Nicht nur Fortschrittsfeinde loben die Faulheit

Trotz Arbeitsglorifizierung überlebte die Hoffnung aufs Nichtstun. Nicht nur Fortschrittsfeinde lobten die Faulheit. Auch in der Industrialisierung hat immer ein paradiesisches Versprechen mitgeschwungen: Dank technischer Innovation und gesteigerter Produktivität entfallen irgendwann die meisten Pflichten. Maschinen erledigen alles Mühsame, sämtliche Menschen steigen quasi zu Adligen auf. Der Ökonom John Maynard Keynes prophezeite 1930: In hundert Jahren werde das «wirtschaftliche Problem» gelöst sein, niemand müsse mehr ums Dasein kämpfen.
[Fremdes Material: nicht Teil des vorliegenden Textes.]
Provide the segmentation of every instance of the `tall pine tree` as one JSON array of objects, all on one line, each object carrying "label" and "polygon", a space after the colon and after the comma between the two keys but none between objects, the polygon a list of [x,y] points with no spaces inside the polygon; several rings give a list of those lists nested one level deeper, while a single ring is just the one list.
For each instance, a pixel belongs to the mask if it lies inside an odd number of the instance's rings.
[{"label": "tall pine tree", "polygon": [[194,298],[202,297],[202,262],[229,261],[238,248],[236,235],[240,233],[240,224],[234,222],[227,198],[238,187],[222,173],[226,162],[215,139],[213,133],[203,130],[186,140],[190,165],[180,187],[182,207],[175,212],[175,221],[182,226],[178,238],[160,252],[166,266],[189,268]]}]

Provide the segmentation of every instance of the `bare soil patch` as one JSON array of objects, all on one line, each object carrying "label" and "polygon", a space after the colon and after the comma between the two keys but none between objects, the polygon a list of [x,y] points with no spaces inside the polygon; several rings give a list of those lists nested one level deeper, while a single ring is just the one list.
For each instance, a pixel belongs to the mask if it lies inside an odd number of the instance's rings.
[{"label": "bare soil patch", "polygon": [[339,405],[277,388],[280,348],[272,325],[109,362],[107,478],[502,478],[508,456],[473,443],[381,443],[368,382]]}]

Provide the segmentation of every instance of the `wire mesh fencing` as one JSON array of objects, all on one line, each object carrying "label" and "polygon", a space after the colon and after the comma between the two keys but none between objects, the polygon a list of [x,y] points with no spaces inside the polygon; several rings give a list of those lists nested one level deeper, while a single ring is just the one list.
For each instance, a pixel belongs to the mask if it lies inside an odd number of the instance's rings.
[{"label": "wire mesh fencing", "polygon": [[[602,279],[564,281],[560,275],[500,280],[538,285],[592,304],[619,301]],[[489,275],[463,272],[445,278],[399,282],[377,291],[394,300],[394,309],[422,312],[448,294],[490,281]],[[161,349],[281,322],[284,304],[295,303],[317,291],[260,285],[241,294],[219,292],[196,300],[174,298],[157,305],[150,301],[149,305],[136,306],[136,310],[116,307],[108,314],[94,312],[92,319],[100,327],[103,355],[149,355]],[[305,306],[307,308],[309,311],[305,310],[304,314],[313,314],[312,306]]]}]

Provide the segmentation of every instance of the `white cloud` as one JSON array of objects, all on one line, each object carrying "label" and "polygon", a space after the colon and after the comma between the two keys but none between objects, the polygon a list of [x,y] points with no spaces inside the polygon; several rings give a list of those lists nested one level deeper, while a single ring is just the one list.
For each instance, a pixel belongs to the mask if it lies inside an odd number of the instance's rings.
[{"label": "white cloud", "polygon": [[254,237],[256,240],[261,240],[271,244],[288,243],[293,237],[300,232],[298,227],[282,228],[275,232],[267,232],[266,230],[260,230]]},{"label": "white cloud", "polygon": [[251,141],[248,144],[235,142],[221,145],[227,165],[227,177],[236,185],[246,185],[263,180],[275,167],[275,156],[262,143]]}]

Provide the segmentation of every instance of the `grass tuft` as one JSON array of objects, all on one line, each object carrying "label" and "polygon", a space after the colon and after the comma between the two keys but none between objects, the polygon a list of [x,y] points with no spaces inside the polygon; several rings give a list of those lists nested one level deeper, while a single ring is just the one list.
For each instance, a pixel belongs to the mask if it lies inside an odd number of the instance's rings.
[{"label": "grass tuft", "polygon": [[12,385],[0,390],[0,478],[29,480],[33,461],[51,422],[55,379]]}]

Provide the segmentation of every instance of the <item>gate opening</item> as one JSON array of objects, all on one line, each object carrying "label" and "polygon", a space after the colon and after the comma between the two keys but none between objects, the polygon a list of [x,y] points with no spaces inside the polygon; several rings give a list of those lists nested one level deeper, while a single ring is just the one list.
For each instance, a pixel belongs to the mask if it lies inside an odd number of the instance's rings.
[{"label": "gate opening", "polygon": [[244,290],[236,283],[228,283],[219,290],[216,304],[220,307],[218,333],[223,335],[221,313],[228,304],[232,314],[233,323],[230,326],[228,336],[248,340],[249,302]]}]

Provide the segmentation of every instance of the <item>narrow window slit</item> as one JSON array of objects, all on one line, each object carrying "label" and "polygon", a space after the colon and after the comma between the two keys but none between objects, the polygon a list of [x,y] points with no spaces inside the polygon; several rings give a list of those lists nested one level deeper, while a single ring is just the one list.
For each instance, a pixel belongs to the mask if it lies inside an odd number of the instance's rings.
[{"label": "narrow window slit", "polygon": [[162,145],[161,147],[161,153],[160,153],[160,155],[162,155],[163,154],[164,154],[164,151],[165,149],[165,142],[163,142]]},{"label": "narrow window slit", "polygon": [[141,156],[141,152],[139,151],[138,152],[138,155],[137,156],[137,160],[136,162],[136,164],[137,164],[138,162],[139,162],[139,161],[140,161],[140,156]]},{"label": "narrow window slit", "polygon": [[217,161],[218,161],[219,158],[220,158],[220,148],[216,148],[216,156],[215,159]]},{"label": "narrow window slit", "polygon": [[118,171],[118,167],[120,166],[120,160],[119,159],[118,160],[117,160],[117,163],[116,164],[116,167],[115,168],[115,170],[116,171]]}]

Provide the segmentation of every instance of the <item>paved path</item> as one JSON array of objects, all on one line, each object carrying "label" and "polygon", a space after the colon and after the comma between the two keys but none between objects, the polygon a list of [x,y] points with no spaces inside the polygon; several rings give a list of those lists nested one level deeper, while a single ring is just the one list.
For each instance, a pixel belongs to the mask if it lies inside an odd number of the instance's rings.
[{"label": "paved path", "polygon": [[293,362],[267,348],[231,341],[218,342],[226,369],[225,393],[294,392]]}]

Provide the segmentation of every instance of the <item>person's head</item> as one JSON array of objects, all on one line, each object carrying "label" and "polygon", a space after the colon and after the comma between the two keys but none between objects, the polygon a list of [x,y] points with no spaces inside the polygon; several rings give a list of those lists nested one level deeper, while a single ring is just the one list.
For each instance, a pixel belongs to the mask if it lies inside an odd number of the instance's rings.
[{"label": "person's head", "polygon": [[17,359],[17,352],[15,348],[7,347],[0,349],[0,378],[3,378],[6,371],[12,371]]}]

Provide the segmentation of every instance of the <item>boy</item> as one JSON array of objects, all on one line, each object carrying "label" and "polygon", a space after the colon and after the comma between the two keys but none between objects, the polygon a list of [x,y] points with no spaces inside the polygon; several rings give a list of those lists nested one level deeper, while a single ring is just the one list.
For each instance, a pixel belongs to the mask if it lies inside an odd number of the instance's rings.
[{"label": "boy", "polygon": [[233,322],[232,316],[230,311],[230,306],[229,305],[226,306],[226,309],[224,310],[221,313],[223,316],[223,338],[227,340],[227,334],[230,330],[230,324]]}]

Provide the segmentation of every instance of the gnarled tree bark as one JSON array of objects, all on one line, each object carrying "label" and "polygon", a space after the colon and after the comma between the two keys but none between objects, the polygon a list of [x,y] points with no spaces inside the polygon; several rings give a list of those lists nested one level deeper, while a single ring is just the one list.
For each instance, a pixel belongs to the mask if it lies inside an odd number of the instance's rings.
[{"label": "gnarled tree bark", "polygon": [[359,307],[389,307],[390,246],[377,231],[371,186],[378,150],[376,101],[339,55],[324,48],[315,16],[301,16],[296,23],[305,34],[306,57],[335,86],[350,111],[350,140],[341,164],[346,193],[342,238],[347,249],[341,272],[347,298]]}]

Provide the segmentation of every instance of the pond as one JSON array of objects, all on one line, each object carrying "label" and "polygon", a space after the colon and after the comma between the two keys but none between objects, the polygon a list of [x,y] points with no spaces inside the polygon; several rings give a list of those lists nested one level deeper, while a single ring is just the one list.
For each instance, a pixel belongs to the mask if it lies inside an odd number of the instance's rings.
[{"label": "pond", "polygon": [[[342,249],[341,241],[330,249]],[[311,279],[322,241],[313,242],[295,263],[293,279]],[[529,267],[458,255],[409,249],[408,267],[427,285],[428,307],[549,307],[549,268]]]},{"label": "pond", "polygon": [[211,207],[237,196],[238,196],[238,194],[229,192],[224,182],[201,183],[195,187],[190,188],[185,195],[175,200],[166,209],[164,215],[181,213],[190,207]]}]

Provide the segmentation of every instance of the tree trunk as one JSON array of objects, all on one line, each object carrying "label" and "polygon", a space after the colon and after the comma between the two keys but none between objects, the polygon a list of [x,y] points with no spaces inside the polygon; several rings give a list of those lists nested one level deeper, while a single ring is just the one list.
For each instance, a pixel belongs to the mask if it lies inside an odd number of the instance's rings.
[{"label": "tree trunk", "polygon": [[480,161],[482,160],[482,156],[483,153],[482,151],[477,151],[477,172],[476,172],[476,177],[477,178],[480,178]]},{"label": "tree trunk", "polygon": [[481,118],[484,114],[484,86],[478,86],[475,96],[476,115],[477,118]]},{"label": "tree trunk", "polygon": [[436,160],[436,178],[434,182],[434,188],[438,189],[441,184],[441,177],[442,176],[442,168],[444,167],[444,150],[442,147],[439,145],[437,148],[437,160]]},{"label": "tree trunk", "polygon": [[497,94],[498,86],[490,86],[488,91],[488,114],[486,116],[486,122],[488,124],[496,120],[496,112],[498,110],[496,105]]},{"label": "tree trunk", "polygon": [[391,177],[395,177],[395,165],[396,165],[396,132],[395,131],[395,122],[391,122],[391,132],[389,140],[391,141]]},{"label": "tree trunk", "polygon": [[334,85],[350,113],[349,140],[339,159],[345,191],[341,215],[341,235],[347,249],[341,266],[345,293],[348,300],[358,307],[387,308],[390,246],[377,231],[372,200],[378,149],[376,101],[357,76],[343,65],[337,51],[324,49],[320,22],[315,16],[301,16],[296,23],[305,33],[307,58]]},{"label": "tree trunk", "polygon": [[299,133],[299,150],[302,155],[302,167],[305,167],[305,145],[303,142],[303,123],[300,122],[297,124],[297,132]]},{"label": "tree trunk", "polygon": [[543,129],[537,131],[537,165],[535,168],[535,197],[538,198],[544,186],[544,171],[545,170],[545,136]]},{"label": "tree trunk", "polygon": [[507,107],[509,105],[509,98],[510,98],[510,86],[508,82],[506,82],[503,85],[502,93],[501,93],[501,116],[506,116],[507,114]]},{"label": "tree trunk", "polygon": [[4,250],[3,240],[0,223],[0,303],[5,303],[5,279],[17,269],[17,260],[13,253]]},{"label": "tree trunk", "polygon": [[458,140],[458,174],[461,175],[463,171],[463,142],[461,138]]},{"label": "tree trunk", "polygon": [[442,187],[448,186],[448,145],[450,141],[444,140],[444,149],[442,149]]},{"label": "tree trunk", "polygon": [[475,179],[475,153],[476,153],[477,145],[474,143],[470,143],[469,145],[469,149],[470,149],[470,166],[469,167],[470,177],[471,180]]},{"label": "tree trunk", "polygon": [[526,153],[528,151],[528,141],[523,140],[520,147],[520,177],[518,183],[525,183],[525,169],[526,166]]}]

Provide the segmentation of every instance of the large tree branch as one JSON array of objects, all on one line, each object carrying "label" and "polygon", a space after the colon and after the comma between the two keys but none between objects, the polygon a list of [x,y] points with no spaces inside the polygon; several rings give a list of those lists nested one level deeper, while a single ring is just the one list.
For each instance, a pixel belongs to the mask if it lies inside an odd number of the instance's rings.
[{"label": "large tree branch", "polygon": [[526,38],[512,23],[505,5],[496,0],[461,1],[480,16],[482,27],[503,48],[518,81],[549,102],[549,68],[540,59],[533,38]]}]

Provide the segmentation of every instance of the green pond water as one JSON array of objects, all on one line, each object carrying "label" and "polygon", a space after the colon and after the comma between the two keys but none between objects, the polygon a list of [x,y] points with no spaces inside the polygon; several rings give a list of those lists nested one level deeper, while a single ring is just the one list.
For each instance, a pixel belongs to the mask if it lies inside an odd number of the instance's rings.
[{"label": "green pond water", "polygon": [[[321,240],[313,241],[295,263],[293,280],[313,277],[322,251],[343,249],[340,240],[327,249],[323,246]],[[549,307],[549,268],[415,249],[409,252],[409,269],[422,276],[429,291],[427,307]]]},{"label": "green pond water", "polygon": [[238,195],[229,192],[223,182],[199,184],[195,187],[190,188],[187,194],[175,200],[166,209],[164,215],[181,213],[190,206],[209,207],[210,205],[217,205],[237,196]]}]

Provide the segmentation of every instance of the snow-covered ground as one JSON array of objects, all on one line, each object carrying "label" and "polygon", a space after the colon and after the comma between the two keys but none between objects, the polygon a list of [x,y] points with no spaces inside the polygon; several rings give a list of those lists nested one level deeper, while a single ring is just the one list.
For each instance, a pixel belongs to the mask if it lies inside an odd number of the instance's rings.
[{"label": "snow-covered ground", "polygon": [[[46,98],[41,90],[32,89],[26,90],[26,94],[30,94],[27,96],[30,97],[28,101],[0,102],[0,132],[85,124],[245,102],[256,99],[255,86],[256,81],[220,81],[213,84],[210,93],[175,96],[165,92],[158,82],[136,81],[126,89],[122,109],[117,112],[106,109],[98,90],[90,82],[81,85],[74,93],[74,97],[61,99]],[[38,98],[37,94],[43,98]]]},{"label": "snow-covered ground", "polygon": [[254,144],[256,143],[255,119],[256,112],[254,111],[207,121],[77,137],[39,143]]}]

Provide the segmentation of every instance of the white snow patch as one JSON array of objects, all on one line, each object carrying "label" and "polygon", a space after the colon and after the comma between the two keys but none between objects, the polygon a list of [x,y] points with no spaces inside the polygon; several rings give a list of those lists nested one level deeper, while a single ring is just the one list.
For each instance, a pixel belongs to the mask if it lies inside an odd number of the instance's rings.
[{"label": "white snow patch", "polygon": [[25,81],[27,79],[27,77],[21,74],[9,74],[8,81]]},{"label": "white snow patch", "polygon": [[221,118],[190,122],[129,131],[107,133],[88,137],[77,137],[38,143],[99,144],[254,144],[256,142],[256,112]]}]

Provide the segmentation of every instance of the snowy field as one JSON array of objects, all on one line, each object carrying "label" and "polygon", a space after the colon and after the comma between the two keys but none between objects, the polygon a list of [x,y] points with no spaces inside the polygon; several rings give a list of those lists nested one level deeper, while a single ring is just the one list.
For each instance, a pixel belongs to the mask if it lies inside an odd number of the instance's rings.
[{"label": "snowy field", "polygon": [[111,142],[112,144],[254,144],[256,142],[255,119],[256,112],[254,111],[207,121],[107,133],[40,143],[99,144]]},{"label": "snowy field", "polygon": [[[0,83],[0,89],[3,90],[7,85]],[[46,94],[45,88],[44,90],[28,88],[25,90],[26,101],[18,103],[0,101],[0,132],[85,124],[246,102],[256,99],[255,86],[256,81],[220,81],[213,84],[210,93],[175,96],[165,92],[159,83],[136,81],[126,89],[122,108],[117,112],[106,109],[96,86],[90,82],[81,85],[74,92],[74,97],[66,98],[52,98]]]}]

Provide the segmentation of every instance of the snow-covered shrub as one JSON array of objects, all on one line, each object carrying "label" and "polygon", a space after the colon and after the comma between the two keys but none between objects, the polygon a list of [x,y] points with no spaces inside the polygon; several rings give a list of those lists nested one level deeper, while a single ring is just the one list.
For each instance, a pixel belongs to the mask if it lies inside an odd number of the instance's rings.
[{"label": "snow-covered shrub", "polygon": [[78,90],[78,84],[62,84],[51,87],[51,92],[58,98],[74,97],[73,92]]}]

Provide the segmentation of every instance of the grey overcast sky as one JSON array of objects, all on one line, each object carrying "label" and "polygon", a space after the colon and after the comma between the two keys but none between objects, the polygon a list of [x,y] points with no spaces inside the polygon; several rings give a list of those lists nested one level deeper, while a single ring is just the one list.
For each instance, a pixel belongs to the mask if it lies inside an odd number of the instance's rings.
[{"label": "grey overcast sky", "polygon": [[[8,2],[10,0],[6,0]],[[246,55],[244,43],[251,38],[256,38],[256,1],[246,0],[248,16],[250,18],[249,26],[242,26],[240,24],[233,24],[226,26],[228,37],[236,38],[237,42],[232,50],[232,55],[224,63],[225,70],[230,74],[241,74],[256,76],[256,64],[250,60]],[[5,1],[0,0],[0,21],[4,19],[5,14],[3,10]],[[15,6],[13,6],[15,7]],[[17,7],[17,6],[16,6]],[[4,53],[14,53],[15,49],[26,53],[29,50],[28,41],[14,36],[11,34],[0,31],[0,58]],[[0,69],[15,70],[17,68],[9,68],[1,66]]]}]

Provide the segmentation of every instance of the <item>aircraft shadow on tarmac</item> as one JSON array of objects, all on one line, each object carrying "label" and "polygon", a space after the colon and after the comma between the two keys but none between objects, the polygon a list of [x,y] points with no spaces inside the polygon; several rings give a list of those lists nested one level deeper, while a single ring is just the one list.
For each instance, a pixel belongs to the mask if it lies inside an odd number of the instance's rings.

Das klingt übermütig. Doch die Entwicklung läuft in diese Richtung. Automaten werden Menschen aus vielen Arbeitsbereichen verdrängen. Das verschärft die Verteilungsfrage: Der Gewinn, den Roboter erwirtschaften, fliesst zu deren Besitzern. Die ersetzten Angestellten drohen leer auszugehen. Auf dieser Ausgangslage entwirft die französische Fernsehserie «Stadt ohne Namen» eine radikal ungerechte Zweiklassengesellschaft. Um eine solche zu verhindern, braucht es neue Wege der Umverteilung – eine Art Kompensation der Roboterbesitzer an die Verdrängten. Das bedingungslose Grundeinkommen ist ein Versuch in diese Richtung.

Lehrer für den Müssiggang

Was aber, wenn tatsächlich eine fast arbeitsfreie, wohlhabende und faire Gesellschaft entstünde? Würden die Menschen in Trägheit verelenden und sich zu Tode langweilen? Davon gehen die Verfechter der Vollbeschäftigung aus.

Oder würden sie, befreit von den Zwängen des Alltags, erst richtig aufblühen? Darauf hoffte John Maynard Keynes: Ewige Wochenenden würden die Menschen moralisch erheben, sie müssten nicht mehr dem Geld nachrennen, «zögen das Gute dem Nützlichen vor» und «erfreuten sich unmittelbar an den Dingen».

Niemand weiss, wie eine Nullbeschäftigungs-Gesellschaft funktionieren würde. Auf jeden Fall würde die viele Freizeit neue Arbeit erschaffen: Es brauchte Lehrer für den Müssiggang.